Soundtrack album by Various artists
- Released: April 26, 1988
- Recorded: 1987–1988
- Genres: Contemporary R&B; hip hop;
- Length: 44:51
- Label: Warner Bros. Records
- Producers: Benny Medina (exec.); Dennis Hopper (exec.); Marley Marl; Afrika Islam; Decadent Dub Team; Eric B; Hurby Luv Bug; Ice-T; Johnny Rivers; Rakim; Rick James;

Warner Bros. soundtrack albums chronology
| Full Metal Jacket OST (1987) | Colors (1988) | Bright Lights, Big City OST (1988) |

Singles from Colors
- "Colors" Released: 1988;

= Colors (soundtrack) =

Colors is the soundtrack album to the Dennis Hopper-directed 1988 action crime film Colors. It was released on April 26, 1988 via Warner Bros. Records and mostly consisted of hip hop music. The album found success, peaking at number 31 on the Billboard 200 and was certified gold on July 12, 1988, but it is best remembered for its title track performed by Ice-T. The single wasn't a huge success on the charts, only making it to #70 on the Billboard Hot 100, although it was later ranked the 19th best hip-hop song of all time by VH1 in 2008. The second song on the album, "Six Gun" by Decadent Dub Team was remixed for the album by Dr.
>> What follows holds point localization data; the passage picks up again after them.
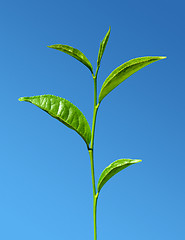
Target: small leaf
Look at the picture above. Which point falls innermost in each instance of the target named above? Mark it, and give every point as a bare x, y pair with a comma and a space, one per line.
123, 72
114, 168
103, 46
74, 53
64, 111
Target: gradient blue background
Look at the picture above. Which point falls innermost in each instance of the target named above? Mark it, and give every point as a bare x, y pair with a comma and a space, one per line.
45, 181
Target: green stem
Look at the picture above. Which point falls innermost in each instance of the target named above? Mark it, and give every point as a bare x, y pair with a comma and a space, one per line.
91, 154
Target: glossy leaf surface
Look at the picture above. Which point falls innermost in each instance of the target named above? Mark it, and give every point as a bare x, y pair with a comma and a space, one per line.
74, 53
64, 111
103, 46
123, 72
114, 168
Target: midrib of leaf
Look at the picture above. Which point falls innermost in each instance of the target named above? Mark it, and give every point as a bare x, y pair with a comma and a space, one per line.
125, 68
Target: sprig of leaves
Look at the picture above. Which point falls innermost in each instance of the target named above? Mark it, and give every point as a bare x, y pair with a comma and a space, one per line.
67, 113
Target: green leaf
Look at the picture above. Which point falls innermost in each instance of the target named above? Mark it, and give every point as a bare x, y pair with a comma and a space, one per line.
123, 72
103, 46
64, 111
74, 53
114, 168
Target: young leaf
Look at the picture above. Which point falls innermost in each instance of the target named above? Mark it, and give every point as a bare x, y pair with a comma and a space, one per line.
114, 168
103, 46
64, 111
123, 72
74, 53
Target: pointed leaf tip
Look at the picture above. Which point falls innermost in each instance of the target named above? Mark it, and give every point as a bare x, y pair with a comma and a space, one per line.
103, 45
77, 54
124, 71
64, 111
Dre of NWA.

Professional ratings
Review scores
| Source | Rating |
| Allmusic | Star |
| Robert Christgau | (B+) |

==Track listing==

| No. | Title | Writer(s) | Producer(s) | Length |
|---|---|---|---|---|
| 1. | "Colors" (performed by Ice-T) | C. Glenn; T. Marrow; | Afrika Islam; Ice-T; | 4:25 |
| 2. | "Six Gun (44Mag Mix)" (performed by The Decadent Dub Team) | D. Williams; J. Liles; P. Quigg; | Decadent Dub Team | 4:57 |
| 3. | "Let the Rhythm Run" (performed by Salt-n-Pepa) | H. Azor; | Hurby Luv Bug | 3:22 |
| 4. | "Raw" (performed by Big Daddy Kane) | A. Hardy; M. Williams; | Marley Marl | 4:06 |
| 5. | "Paid in Full (Coldcut Remix)" (performed by Eric B. & Rakim) | E. Barrier; W. Griffin; | Eric B. & Rakim | 7:07 |
| 6. | "Butcher Shop" (performed by Kool G Rap) | M. Williams; N. Wilson; | Marley Marl | 3:44 |
| 7. | "Mad Mad World" (performed by The 7A3) | B. Bouldin; J. Rivers; S. Bouldin; | Johnny Rivers; Mark Wolfson (co.); | 4:48 |
| 8. | "Go on, Girl" (performed by Roxanne Shanté) | A. Hardy | Marley Marl | 3:03 |
| 9. | "A Mind is a Terrible Thing to Waste" (performed by MC Shan) | M. Williams; S. Moltke; | Marley Marl | 4:28 |
| 10. | "Everywhere I Go (Colors)" (performed by Rick James) | R. James | Rick James | 4:34 |
| Total length: |  |  |  | 44:51 |

==Personnel==
- Benny Medina – executive producer
- Dennis Hopper – executive producer
- Steve Hall – mastering
- Gary Goetzman – music supervisor
- Sharon Boyle – music supervisor
- Deborah Norcross – art direction & design
- Jeri Heiden – art direction
- David Skernick – photography
- Merrick Morton – photography

==Certifications==

| Region | Certification | Certified units/sales |
| United States (RIAA) | Gold | 500,000^{^} |
^{^} Shipments figures based on certification alone.